# Good Music Making Program?



## FenrirDarkWolf (Jun 20, 2013)

So, being a musician, I thought it was high time to make some music myself.

In that sense, what's a good music making program? If I can't get it now, I'll at least have this for future references.


----------



## Demensa (Jun 20, 2013)

It all depends on what type of music you want to make, and more importantly what program works best for you.

Pro Tools is the industry standard in music production, but there's plenty more such as Cubase, Abelton, Reason, Logic, Reaper and Fl Studio, etc. Those are just a few of the many DAWs out there you can choose from. 
 The only way you'll really know what you'd like, is to try them out for yourself. Watch some youtube videos of people using them and look for demos of the programs so you can get a feel for them. 

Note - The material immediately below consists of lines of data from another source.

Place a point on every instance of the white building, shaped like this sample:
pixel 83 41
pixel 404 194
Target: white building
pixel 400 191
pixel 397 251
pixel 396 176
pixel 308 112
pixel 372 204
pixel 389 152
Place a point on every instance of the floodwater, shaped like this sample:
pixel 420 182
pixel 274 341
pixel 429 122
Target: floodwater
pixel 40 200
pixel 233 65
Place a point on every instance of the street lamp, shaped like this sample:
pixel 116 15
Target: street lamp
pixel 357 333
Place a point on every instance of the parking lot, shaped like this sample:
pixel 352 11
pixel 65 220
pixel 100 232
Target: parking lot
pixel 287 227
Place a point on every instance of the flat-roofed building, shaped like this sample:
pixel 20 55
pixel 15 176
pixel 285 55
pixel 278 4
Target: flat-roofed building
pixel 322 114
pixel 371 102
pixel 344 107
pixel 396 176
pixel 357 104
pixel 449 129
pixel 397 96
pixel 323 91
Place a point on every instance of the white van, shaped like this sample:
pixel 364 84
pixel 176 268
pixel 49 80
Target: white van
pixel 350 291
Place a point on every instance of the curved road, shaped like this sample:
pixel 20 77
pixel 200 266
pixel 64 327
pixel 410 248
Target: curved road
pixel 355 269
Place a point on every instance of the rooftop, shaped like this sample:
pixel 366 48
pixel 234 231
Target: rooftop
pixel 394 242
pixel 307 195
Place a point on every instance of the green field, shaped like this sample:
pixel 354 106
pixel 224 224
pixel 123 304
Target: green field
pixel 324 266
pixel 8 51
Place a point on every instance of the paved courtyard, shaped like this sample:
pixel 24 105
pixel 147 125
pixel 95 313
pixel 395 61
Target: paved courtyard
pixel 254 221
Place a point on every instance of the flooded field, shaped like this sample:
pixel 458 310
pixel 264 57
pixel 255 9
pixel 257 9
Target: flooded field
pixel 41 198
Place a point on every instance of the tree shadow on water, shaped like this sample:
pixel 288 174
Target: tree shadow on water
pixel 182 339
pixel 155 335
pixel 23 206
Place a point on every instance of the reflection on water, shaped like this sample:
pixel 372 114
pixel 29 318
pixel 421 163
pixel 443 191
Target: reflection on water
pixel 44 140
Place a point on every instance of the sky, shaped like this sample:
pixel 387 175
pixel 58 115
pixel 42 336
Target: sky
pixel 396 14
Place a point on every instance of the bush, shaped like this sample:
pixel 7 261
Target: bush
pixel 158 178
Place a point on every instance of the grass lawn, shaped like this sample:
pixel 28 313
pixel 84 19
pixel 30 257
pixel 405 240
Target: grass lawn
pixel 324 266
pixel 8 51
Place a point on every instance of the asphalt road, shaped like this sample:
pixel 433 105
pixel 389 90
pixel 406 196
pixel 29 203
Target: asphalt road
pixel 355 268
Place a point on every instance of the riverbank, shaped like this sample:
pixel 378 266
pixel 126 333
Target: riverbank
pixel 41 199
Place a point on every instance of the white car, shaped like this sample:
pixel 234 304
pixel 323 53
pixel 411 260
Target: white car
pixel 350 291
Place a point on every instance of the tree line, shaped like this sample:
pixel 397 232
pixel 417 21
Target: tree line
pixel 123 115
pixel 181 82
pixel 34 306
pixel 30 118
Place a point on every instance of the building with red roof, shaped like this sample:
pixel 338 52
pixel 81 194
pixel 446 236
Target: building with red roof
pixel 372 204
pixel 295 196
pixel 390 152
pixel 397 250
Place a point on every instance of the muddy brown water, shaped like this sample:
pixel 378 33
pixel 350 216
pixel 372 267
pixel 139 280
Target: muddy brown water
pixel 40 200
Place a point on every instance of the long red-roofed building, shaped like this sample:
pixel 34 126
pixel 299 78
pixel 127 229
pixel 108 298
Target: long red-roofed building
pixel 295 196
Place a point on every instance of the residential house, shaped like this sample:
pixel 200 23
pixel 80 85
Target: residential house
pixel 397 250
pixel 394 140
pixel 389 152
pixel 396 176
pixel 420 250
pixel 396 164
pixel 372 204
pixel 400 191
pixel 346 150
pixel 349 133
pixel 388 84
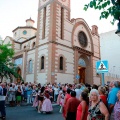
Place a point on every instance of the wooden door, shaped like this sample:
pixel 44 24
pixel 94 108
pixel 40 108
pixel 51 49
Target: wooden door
pixel 82 75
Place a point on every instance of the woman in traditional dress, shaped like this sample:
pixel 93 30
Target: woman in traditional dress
pixel 82 110
pixel 97 109
pixel 47 105
pixel 67 96
pixel 18 95
pixel 117 108
pixel 102 92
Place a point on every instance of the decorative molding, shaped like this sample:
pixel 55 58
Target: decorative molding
pixel 83 51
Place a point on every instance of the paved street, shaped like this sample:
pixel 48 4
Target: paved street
pixel 29 113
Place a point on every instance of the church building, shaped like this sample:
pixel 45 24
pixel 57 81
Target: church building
pixel 60 49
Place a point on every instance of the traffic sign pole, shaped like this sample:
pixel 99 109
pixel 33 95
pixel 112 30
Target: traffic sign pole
pixel 103 81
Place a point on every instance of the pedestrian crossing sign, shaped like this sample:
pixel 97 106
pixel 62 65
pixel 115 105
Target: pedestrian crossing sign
pixel 102 66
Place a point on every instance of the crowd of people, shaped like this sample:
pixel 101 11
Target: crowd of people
pixel 76 101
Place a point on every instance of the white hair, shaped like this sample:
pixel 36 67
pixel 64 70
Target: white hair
pixel 94 90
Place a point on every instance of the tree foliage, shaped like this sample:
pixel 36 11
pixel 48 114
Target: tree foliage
pixel 107 7
pixel 7 68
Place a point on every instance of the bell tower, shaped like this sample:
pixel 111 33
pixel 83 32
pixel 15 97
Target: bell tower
pixel 52 15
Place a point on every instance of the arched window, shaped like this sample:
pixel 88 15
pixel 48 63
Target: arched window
pixel 24 47
pixel 81 62
pixel 30 66
pixel 61 63
pixel 42 62
pixel 33 45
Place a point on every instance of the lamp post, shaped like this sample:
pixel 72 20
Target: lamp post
pixel 116 3
pixel 118 30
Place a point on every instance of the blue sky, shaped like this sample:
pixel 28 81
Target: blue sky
pixel 13 13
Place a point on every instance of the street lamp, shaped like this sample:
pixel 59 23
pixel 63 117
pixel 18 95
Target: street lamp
pixel 118 30
pixel 116 3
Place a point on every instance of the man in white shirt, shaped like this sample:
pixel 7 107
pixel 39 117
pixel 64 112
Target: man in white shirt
pixel 78 91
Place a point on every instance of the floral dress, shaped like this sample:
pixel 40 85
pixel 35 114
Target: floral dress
pixel 95 113
pixel 117 111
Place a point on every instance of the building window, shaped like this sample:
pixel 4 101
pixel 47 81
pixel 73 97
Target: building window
pixel 24 32
pixel 44 23
pixel 30 66
pixel 42 62
pixel 33 45
pixel 61 63
pixel 24 47
pixel 82 39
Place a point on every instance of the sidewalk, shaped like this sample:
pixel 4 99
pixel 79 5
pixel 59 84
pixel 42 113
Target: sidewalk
pixel 30 104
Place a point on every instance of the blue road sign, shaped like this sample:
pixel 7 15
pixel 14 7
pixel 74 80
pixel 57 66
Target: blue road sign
pixel 102 66
pixel 77 77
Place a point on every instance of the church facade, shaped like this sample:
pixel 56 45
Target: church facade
pixel 60 49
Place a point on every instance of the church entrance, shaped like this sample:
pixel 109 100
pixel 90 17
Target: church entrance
pixel 81 70
pixel 81 73
pixel 18 72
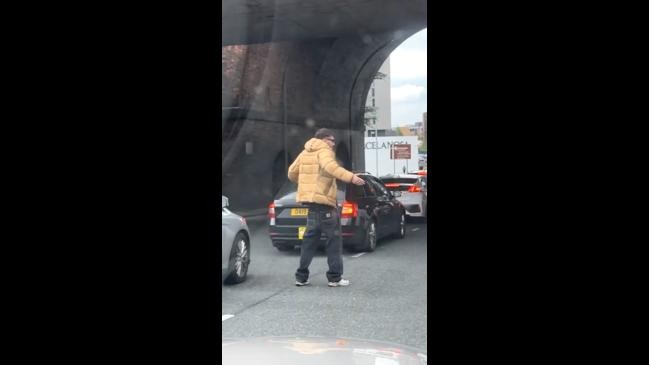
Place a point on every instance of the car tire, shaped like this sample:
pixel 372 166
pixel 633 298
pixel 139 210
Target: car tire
pixel 370 238
pixel 239 259
pixel 401 232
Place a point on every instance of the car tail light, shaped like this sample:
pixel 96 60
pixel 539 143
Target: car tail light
pixel 350 210
pixel 271 213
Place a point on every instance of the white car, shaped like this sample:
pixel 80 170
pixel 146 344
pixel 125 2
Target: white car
pixel 414 193
pixel 235 245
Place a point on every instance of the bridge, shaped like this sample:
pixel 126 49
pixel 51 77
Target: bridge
pixel 290 67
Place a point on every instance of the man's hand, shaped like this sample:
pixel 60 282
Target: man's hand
pixel 357 180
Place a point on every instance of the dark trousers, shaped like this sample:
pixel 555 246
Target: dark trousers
pixel 322 219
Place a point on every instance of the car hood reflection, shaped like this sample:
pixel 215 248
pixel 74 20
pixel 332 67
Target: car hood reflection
pixel 318 351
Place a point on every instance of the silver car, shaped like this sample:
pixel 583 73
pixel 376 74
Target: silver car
pixel 235 243
pixel 414 193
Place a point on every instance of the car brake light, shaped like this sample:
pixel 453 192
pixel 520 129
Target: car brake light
pixel 350 210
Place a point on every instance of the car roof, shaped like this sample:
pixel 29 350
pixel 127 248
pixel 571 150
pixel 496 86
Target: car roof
pixel 397 176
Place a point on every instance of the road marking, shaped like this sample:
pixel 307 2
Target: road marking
pixel 225 317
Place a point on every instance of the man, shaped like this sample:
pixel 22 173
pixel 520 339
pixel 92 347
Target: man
pixel 315 171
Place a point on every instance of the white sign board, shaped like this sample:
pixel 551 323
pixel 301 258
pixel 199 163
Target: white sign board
pixel 377 155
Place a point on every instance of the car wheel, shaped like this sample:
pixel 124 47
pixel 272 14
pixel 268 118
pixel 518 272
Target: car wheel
pixel 401 233
pixel 239 259
pixel 370 237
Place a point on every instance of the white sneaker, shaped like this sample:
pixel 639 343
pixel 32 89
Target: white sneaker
pixel 342 282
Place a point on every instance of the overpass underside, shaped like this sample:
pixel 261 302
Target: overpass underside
pixel 281 83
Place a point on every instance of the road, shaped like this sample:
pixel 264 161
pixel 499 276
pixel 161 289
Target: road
pixel 386 300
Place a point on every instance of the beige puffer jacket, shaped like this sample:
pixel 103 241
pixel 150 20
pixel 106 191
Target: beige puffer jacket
pixel 315 170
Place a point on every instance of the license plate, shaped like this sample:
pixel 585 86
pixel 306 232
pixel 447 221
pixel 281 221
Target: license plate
pixel 299 211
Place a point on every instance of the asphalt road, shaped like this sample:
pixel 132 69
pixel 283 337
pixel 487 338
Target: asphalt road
pixel 386 300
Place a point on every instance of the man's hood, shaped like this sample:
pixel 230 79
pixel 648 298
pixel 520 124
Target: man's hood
pixel 315 144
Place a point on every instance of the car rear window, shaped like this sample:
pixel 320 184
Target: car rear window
pixel 399 184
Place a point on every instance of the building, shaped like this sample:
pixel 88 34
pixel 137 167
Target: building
pixel 378 111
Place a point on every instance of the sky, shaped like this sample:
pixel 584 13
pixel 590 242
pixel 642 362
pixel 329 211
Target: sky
pixel 409 86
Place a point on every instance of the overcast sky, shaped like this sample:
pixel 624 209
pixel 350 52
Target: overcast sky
pixel 408 80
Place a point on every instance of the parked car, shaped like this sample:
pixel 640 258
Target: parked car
pixel 367 214
pixel 414 193
pixel 235 245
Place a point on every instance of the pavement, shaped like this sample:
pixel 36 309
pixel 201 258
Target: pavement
pixel 386 300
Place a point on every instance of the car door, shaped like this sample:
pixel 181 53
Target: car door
pixel 227 237
pixel 385 209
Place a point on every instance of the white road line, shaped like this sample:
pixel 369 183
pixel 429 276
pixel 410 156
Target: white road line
pixel 225 317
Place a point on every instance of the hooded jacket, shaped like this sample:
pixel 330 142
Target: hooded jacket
pixel 315 171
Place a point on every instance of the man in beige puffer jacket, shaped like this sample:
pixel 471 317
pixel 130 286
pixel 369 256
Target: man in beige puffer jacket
pixel 315 171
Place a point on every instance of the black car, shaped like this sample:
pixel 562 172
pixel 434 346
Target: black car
pixel 367 213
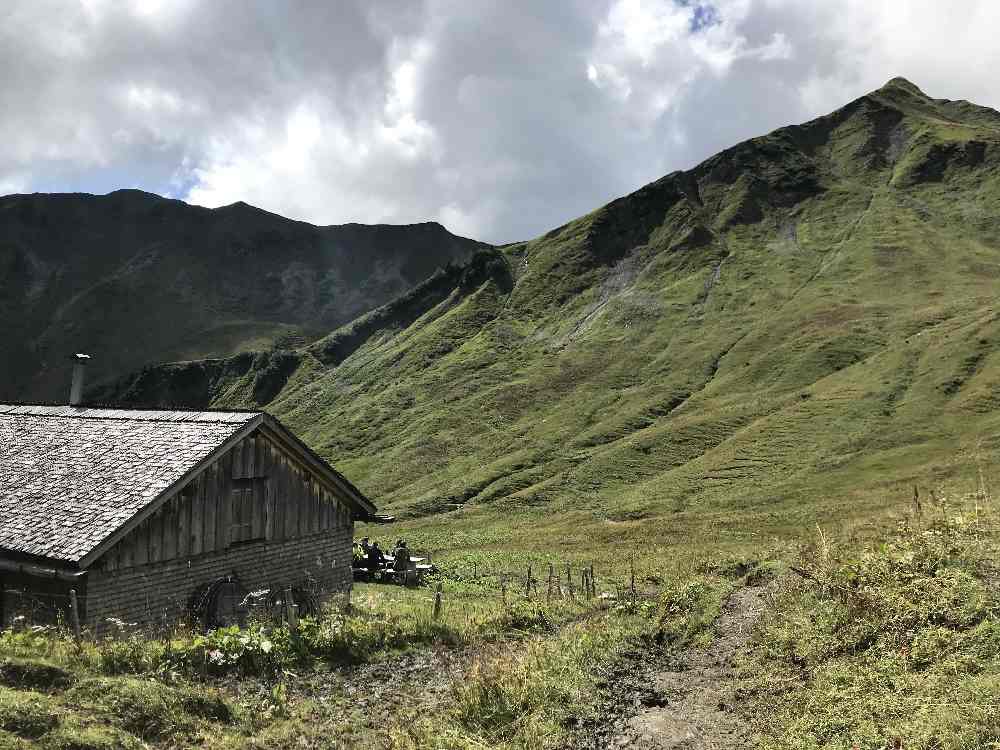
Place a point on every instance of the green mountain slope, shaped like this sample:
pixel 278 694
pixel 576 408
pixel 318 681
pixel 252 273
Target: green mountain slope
pixel 133 278
pixel 798 328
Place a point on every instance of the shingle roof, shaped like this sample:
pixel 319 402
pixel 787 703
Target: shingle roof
pixel 70 477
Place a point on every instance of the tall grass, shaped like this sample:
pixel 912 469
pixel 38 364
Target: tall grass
pixel 893 645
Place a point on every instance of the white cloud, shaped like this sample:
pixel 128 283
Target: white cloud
pixel 499 119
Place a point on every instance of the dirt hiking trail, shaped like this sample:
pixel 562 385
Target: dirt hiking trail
pixel 682 701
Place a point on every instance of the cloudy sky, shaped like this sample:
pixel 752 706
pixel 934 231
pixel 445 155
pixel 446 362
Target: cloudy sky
pixel 499 119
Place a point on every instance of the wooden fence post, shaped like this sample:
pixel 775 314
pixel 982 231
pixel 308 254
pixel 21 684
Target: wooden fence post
pixel 74 615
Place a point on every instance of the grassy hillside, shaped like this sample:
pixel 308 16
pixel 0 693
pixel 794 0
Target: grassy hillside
pixel 801 327
pixel 133 278
pixel 721 387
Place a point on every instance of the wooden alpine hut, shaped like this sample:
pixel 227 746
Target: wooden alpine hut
pixel 150 515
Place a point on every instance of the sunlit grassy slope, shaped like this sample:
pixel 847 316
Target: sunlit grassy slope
pixel 798 329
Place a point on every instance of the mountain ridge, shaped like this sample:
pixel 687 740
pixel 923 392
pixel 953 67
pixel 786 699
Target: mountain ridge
pixel 134 278
pixel 794 326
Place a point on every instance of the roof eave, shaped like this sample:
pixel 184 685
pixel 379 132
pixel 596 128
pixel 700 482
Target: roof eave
pixel 317 463
pixel 87 560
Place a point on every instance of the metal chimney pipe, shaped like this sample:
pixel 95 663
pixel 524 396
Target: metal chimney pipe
pixel 79 370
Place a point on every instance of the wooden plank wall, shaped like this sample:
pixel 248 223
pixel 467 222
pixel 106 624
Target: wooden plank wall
pixel 285 500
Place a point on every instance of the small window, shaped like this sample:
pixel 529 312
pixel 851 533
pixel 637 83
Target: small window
pixel 247 511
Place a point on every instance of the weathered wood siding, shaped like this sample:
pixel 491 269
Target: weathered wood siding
pixel 255 492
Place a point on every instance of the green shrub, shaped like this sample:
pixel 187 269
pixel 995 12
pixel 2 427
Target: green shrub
pixel 901 640
pixel 26 714
pixel 148 708
pixel 35 674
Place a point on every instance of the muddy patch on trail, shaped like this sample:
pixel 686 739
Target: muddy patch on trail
pixel 656 700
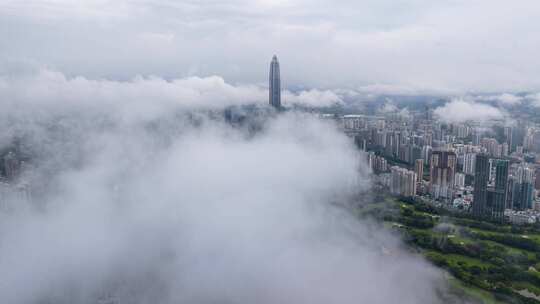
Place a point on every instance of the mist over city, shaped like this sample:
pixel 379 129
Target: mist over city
pixel 269 152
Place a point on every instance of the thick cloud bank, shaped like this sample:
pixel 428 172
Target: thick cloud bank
pixel 181 207
pixel 49 87
pixel 461 110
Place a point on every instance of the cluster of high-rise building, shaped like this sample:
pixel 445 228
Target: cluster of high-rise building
pixel 402 181
pixel 490 171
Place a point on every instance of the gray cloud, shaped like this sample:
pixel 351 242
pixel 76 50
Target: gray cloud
pixel 176 206
pixel 49 88
pixel 405 45
pixel 462 110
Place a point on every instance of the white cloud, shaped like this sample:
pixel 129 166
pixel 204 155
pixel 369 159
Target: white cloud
pixel 178 213
pixel 143 96
pixel 462 110
pixel 313 97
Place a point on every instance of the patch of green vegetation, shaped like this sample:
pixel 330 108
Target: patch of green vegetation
pixel 473 292
pixel 495 261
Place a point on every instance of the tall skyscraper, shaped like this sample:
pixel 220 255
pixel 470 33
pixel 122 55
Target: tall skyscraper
pixel 490 199
pixel 441 174
pixel 419 169
pixel 497 194
pixel 275 84
pixel 520 192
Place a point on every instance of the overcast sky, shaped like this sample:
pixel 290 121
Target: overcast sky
pixel 398 45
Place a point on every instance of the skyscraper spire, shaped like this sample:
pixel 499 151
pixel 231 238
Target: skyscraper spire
pixel 275 84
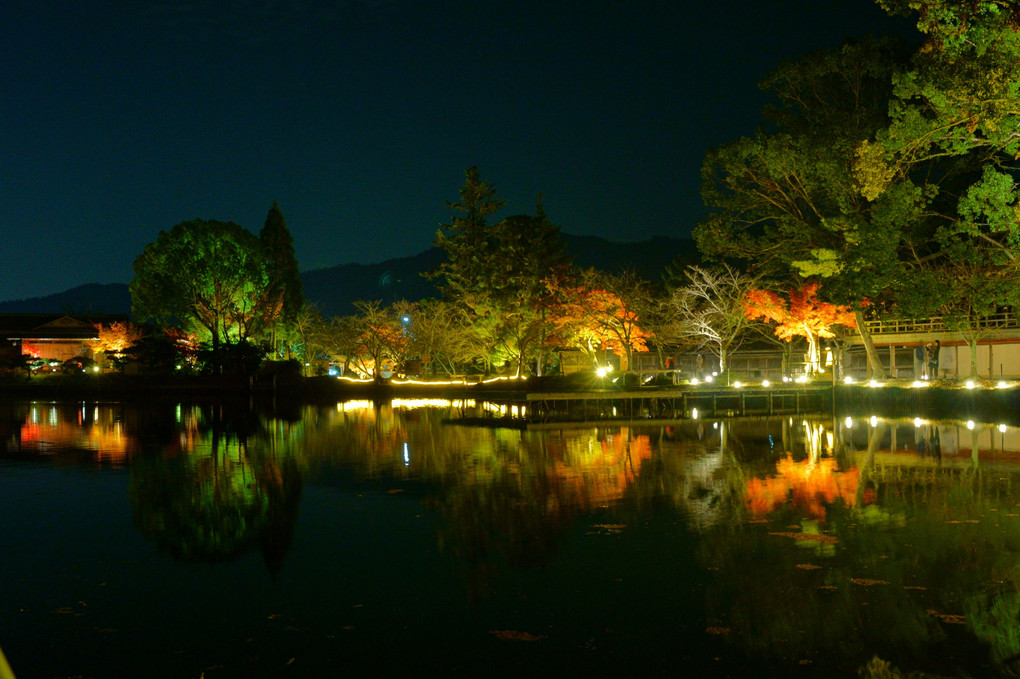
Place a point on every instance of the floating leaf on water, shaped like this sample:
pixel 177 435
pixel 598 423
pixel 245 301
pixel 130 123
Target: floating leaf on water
pixel 514 635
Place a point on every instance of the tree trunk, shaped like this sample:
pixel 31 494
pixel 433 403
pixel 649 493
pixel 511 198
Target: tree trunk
pixel 875 368
pixel 972 346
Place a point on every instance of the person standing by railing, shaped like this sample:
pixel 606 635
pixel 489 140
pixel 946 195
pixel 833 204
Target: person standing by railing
pixel 933 360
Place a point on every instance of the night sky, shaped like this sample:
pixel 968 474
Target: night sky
pixel 120 118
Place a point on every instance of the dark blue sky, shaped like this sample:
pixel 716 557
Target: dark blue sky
pixel 121 118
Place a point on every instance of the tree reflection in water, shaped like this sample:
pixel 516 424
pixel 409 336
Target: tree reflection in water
pixel 220 489
pixel 815 541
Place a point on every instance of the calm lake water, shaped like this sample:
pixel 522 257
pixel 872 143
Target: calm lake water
pixel 186 540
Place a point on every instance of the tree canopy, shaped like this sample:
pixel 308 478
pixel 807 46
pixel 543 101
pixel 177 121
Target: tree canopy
pixel 208 277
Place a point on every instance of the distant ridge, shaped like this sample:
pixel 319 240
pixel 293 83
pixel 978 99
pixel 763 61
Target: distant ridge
pixel 88 299
pixel 335 289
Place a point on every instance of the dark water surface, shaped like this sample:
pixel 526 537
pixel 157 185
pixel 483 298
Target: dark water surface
pixel 183 540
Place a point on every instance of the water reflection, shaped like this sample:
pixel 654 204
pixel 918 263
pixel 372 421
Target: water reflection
pixel 818 541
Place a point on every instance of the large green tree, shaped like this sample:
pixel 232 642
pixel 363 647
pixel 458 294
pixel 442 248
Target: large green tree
pixel 786 201
pixel 207 277
pixel 952 142
pixel 498 271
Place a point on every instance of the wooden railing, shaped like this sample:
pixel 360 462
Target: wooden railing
pixel 936 324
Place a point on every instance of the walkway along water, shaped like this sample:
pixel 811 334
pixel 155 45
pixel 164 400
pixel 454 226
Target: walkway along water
pixel 677 403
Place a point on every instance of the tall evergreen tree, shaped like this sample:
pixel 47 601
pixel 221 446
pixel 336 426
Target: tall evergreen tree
pixel 467 242
pixel 284 292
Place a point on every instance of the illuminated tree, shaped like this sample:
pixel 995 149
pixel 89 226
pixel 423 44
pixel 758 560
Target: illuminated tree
pixel 786 201
pixel 710 308
pixel 371 337
pixel 115 337
pixel 804 315
pixel 442 335
pixel 208 277
pixel 952 144
pixel 592 318
pixel 497 272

Price range is another factor that you'll have to look at, if you plan on buying the software.

May I ask what type of music you want to record?


----------



## FenrirDarkWolf (Jun 20, 2013)

Demensa said:


> It all depends on what type of music you want to make, and more importantly what program works best for you.
> 
> Pro Tools is the industry standard in music production, but there's plenty more such as Cubase, Abelton, Reason, Logic, Reaper and Fl Studio, etc. Those are just a few of the many DAWs out there you can choose from.
> The only way you'll really know what you'd like, is to try them out for yourself. Watch some youtube videos of people using them and look for demos of the programs so you can get a feel for them.
> ...



Ohh, cool.
Hmm, music, it'd mostly be music for things like marching shows and concert sessions for a marching band/orchestra, as that's my forte in the music world.


----------



## Xiz (Jun 21, 2013)

As Demensa said, it really depends what you want to do. 

I am a personal fan of Logic Pro and Adobe Audition. Ableton is great as well. 

*However*... for marching shows and concerts, you want to focus on Sibelius or Finale, they are more focused to classical/orchestral music. 


I can go more in depth on different musical programs if interested. Let me know. ^^


----------



## Demensa (Jun 21, 2013)

Zazzo said:


> *However*... for marching shows and concerts, you want to focus on Sibelius or Finale, they are more focused to classical/orchestral music.



Yeah, FenrirDarkWolf, if you're focusing on scoring out the music so you can play it later with a band/orchestra then I'd recommend Sibelius.


----------



## FenrirDarkWolf (Jun 21, 2013)

Oh, thanks. :3
Defiantly keeping these in mind.


----------



## Kalmor (Jun 21, 2013)

What the others have said. Also check out the DAW thread.

Yup Zazzo. I actually use Sibelius in conjunction with reaper because a DAW allows you much more versatility sound wise. Very helpful if you don't have your own personal IRL orchestra.


----------



## RockerFox (Jul 13, 2013)

I use Magixx all the time and lmms


----------



## 808 MAFIA (Aug 16, 2014)

FL Studio and Abelton


----------



## Python Blue (Aug 17, 2014)

Logic for me. It may be somewhat expensive, but I feel it's easier to master than FLStudio.


----------



## OldSchoolSkunk (Sep 2, 2014)

Reason 7 for me... soon to be Reason 8... ;-)


----------



## phoxwit (Sep 14, 2014)

Python Blue said:


> Logic for me. It may be somewhat expensive, but I feel it's easier to master than FLStudio.



I suppose anything is expensive compared to FL (although I haven't used FL in over 10 years and do not know its cost anymore). However, Logic is among the cheaper of professional DAWs. Most my VSTs are more expensive than Logic. But yes, +1 to Logic as well, love it.


----------



## kandren (Sep 15, 2014)

studio one is my personal favorite.


----------